Não posso me despedir, entretanto, sem uma curiosidade histórica interessantíssima: durante a Segunda Guerra Mundial, Bellman trabalhou na Divisão de Física Teórica do Laboratório Nacional de Los Alamos, ao mesmo tempo e (provavelmente) muito próximo a Oppenheimer! Quer outra? Então, lá vai: durante o desenvolvimento da Programação Dinâmica, nos anos de 1950, Bellman trabalhava na Rand Corporation, na Califórnia, junto a George B. Dantzig! Mundo pequeno esse o dos cientistas, não?

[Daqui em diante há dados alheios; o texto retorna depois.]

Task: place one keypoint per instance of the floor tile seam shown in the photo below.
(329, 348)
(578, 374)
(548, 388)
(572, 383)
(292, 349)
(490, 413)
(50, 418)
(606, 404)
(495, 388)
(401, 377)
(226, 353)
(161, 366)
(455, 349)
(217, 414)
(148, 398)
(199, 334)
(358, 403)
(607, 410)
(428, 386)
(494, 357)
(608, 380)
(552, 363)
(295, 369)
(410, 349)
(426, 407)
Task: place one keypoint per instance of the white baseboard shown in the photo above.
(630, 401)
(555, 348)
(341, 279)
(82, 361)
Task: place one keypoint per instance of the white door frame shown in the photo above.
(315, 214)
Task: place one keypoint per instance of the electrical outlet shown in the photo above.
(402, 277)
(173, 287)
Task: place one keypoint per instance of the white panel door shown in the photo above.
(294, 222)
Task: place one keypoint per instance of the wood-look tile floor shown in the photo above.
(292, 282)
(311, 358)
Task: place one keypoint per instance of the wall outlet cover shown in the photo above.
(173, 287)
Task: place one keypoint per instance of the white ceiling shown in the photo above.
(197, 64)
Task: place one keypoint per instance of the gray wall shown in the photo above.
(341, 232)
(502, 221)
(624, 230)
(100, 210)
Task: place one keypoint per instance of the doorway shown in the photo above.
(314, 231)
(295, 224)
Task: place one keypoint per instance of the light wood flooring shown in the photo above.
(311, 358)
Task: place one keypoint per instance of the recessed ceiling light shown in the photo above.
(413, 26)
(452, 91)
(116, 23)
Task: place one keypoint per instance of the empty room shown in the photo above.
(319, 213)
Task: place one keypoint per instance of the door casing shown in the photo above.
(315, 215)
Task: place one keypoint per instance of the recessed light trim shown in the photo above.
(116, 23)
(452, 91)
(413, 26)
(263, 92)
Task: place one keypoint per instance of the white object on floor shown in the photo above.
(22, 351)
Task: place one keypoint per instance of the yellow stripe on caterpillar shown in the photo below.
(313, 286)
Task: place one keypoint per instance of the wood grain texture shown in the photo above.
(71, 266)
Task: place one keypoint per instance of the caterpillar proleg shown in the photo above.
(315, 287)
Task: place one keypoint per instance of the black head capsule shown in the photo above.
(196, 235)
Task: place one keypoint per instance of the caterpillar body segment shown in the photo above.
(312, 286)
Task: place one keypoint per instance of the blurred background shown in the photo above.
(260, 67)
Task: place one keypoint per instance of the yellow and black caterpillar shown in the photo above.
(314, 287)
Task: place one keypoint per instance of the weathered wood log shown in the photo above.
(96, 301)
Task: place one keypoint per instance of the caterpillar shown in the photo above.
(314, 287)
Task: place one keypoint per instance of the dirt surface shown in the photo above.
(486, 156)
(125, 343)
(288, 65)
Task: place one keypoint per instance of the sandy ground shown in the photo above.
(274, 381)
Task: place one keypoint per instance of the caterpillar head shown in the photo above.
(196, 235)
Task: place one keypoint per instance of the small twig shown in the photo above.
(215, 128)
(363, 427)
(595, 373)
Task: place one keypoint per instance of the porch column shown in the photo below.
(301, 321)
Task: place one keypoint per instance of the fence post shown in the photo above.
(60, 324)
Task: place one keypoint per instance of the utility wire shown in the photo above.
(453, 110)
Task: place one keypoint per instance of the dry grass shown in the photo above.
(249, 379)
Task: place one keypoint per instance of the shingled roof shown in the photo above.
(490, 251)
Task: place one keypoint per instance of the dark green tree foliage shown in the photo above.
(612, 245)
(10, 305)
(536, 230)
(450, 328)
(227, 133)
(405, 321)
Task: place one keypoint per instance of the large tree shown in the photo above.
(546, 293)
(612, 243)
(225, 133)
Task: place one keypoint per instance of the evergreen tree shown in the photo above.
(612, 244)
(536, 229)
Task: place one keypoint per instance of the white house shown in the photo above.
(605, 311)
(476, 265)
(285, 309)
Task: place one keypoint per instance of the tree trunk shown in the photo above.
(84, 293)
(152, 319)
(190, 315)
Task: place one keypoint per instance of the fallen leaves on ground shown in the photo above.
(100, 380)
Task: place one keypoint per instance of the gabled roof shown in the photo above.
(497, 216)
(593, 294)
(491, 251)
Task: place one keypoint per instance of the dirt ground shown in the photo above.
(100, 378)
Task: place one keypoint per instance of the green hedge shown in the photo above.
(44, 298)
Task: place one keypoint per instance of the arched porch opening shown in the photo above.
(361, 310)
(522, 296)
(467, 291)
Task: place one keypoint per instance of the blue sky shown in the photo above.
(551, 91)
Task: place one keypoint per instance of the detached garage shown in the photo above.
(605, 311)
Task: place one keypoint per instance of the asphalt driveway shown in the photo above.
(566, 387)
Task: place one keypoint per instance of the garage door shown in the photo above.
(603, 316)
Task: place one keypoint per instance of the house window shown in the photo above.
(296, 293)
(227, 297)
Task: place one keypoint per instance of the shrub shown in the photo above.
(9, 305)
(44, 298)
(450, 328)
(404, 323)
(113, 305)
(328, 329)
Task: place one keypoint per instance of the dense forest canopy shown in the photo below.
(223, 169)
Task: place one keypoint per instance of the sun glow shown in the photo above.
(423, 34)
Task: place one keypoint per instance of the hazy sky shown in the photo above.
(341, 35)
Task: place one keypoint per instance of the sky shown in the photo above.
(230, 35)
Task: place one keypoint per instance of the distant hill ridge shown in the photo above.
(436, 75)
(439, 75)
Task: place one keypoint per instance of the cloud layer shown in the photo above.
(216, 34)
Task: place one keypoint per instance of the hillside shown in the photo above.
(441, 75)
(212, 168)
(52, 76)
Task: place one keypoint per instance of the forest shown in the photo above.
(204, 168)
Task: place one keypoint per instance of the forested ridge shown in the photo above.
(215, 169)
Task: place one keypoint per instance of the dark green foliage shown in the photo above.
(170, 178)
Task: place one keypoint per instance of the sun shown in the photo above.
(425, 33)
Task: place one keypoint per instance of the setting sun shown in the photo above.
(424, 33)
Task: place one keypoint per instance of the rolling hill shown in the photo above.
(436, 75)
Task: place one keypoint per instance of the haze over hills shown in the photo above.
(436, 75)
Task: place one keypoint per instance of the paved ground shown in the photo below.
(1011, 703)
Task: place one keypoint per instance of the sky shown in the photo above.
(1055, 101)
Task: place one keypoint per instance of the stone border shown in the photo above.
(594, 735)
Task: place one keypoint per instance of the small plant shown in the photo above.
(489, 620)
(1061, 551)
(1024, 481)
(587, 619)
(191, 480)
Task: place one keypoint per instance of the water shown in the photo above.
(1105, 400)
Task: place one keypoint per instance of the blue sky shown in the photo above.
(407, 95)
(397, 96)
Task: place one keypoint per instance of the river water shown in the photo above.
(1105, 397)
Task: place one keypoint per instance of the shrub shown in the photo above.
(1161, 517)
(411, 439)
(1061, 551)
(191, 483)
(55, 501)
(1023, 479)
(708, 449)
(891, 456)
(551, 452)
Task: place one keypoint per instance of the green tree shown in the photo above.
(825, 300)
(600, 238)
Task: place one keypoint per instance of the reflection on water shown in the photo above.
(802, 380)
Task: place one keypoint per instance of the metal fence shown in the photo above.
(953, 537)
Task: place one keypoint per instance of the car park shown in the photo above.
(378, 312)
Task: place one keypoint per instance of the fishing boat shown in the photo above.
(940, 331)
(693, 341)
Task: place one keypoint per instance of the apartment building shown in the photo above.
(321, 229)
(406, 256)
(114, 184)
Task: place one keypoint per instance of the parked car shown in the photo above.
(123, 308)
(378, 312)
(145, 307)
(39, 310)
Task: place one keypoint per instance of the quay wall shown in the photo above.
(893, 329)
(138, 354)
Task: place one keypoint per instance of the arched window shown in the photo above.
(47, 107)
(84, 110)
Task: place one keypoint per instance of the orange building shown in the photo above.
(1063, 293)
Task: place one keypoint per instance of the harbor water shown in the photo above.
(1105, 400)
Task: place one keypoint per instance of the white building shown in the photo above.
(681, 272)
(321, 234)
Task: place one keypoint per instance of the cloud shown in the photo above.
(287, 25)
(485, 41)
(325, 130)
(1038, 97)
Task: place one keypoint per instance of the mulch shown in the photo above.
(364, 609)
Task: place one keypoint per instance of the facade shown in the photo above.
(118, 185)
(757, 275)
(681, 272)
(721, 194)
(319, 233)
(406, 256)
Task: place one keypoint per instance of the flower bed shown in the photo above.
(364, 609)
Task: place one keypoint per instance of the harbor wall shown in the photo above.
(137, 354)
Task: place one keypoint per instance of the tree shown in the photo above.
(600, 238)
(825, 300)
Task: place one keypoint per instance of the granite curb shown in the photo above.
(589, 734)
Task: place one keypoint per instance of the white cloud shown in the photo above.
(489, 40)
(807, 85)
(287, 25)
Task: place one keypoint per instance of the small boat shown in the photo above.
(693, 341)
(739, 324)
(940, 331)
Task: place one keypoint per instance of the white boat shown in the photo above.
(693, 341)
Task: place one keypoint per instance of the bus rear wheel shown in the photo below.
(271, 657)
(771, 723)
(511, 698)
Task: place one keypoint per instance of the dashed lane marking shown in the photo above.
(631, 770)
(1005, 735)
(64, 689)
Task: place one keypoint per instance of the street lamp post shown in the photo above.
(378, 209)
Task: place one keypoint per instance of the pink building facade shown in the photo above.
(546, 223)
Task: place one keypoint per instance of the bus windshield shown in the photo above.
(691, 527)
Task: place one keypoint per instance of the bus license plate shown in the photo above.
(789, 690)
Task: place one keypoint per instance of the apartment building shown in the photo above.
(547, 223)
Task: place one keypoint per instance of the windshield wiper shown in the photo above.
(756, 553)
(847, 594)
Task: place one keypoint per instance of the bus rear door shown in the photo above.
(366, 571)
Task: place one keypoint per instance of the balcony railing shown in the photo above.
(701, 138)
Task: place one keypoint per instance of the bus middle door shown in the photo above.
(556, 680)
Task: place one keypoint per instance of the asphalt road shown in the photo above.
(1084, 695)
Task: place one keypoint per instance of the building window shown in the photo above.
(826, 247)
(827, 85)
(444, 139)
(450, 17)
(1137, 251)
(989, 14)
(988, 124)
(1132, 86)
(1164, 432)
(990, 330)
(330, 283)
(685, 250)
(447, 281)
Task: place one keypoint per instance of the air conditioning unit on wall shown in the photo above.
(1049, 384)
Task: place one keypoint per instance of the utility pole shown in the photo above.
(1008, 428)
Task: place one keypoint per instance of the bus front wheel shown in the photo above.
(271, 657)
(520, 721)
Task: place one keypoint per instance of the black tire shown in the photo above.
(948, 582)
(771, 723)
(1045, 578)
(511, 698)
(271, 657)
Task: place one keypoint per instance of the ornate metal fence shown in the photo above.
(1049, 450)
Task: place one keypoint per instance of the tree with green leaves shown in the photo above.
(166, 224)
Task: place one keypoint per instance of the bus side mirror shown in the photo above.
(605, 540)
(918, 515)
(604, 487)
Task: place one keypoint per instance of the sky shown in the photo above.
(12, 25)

Na próxima edição, daremos uma breve pausa nas anedotas históricas da Pesquisa Operacional. No final do mês de outubro, o yours truly desta coluna (vulgo eu mesmo) estará em Seattle, no estado de Washington, na maior conferência acadêmica e profissional de Pesquisa Operacional do mundo, a INFORMS Annual Meeting 2024. Trarei ao leitor uma visão geral do estado de coisas da área, tanto nos Estados Unidos quanto no mundo. Encontrarei velhos amigos e colegas de profissão, e contarei aqui, exclusivamente para o leitor de VEJA NEGÓCIOS, o que todos estão aprontando – ou melhor, pesquisando e criando – na área de Pesquisa Operacional. Será que encontrarei outros brasileiros?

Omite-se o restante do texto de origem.